I did not want to become an instructor in higher ed to design educational maze opportunities or submit maze runner evaluations. As I explained to my students, what drew me to higher ed was developmental psychology. To borrow from Swiss psychologist Jean Piaget, traditional age college students are in a transition from “concrete operational thinking” to “formal operational thinking.” In this transition, some find their way to shallow relativism and/or a jaded cynicism. To those who have shaped religious traditions, like so many in my courses, it may lead to a “shattering” of religious symbols and truth claims.
What drew me to higher ed was precisely the opportunity to facilitate movements during this transitional time of students’ lives—to be a part of their “aha!” moments, to see the “light” in their eyes when this happens, to see when a student experiences that a particular can be understood as “form,” to see that the system in which that form is operationalized can itself be understood formally, and to see the change in how they understand themselves and are able to situate and tell their stories of themselves. Being a part of these moments has happened often enough to keep me here, but increasingly I feel that it happens in spite of, not because of, our structures, as the emphasis on the “cheese,” on the extrinsic rewards of grades, which was already strong when I arrived here in over 20 years ago and has only increased over time, threatens to drown these kinds of intrinsic motivations and this kind of developmental space.

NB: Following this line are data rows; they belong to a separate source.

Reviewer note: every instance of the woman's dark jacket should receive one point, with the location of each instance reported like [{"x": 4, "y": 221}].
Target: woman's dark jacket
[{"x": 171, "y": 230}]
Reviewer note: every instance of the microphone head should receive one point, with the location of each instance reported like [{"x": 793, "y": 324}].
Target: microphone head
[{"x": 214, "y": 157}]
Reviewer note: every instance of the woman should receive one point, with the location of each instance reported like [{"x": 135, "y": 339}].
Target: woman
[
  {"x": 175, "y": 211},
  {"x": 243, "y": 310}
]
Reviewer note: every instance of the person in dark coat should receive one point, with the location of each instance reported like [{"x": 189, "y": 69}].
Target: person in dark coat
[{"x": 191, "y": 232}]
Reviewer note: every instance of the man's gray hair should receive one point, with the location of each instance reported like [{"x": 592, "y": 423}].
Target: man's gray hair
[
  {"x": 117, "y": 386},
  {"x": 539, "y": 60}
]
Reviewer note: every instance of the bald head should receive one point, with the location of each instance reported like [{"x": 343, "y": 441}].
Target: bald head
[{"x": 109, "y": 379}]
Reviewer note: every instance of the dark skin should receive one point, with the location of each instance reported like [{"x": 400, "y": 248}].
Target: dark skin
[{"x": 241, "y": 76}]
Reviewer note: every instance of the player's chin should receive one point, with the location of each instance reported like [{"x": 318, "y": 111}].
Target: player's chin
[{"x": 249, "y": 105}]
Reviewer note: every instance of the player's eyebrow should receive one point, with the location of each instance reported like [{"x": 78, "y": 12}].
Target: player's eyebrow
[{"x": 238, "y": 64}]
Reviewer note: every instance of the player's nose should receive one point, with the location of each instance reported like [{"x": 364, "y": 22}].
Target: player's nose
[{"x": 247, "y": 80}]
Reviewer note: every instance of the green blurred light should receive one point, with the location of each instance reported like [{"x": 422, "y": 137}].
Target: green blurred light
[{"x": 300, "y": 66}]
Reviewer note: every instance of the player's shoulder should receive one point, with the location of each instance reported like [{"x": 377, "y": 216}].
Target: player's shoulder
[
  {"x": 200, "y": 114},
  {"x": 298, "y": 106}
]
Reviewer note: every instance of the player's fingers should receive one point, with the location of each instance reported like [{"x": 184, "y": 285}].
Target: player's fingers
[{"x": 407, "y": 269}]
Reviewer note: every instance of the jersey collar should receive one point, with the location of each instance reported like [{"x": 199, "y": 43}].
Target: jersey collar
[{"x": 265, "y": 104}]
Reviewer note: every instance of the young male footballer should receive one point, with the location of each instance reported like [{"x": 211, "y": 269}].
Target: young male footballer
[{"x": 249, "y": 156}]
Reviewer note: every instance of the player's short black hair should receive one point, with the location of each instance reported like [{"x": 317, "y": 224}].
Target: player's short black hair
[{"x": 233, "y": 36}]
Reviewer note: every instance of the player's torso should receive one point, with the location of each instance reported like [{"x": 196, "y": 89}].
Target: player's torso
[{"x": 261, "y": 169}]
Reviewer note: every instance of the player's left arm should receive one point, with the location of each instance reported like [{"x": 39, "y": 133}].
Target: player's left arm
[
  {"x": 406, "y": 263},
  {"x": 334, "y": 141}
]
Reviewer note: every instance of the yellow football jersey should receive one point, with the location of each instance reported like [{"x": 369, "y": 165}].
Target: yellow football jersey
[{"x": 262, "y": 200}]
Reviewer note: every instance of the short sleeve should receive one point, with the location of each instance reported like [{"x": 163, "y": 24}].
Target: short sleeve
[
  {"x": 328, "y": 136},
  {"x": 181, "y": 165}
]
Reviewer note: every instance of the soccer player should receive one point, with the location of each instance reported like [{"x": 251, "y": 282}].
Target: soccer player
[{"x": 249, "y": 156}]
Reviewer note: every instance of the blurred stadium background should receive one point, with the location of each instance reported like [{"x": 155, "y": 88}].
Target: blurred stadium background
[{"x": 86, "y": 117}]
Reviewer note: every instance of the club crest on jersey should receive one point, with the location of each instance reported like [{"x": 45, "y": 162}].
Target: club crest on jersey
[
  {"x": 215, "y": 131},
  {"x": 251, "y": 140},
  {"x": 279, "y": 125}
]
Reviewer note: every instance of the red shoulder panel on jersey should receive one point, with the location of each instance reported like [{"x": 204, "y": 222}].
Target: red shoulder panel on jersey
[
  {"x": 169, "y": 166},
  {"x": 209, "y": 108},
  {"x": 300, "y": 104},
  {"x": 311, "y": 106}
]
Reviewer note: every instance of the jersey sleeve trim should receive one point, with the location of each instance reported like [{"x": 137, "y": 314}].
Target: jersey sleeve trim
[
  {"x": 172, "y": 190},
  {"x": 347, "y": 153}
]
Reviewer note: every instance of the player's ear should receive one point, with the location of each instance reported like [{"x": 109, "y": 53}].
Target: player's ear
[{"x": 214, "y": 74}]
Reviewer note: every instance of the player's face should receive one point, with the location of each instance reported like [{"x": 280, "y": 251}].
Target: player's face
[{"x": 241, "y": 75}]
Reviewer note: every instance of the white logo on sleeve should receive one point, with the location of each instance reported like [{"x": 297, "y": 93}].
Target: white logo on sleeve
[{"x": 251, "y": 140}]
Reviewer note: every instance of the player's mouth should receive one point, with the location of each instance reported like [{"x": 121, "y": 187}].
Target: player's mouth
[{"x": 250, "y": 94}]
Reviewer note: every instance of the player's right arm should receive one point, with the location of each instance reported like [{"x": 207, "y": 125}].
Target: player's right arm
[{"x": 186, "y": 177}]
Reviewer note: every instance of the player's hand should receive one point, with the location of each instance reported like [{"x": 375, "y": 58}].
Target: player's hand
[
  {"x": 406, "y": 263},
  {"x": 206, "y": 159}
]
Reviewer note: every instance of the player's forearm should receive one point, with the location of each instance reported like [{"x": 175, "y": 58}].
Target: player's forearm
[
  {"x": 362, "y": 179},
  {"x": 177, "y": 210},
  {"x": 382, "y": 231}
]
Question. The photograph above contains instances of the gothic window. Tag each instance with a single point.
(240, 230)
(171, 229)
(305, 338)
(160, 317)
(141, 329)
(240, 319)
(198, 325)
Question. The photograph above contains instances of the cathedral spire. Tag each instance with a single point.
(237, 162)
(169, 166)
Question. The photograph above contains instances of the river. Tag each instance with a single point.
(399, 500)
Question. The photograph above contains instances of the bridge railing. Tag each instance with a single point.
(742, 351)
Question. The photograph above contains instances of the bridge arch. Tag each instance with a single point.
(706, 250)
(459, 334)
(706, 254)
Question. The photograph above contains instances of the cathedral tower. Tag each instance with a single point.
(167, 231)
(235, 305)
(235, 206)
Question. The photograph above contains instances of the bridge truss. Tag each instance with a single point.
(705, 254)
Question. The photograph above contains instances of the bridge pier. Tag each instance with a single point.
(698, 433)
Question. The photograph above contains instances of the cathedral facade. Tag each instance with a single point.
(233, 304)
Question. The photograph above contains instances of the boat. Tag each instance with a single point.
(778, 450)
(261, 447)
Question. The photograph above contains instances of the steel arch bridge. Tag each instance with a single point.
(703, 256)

These moments of insight are too unpredictable. They are also more likely to happen when students are willing to perceive education as dialogical and share their thoughts. Yet, increasingly, students are uncomfortable in spaces that feel unstructured and exploratory. Without a maze, they are lost. Students want to be able to confidently and strategically move toward their cheese. So we offer our maze runner reports. We assess our stimuli and reward conditions. We ask how we can better scaffold and chunk our mazes, change our stimulus conditions, respond to and shape behaviors. How did it come to this and why?
I prefer (maybe wrongheadedly) to think that people will, if exposed to learning environments, learn because of the intrinsic rewards of learning. I would like to think we have capacities not just for maze mapping and the seeking of a sufficient quantity of extrinsic rewards, but capacities for, and a desire for, learning of an entirely different order. This is very hard to capture in our current maze runner reports. It should not surprise us that our attempts to gamify education have students thinking this is just a game they play to get the prizes they seek.
And so, at the end of our discussion about participation points, I told my students my bad joke: A behavioral psychologist says to a developmental psychologist, “We taught our pigeons to play the piano.”
“Huh,” the developmental psychologist says. “We prefer to watch them learn how to fly.”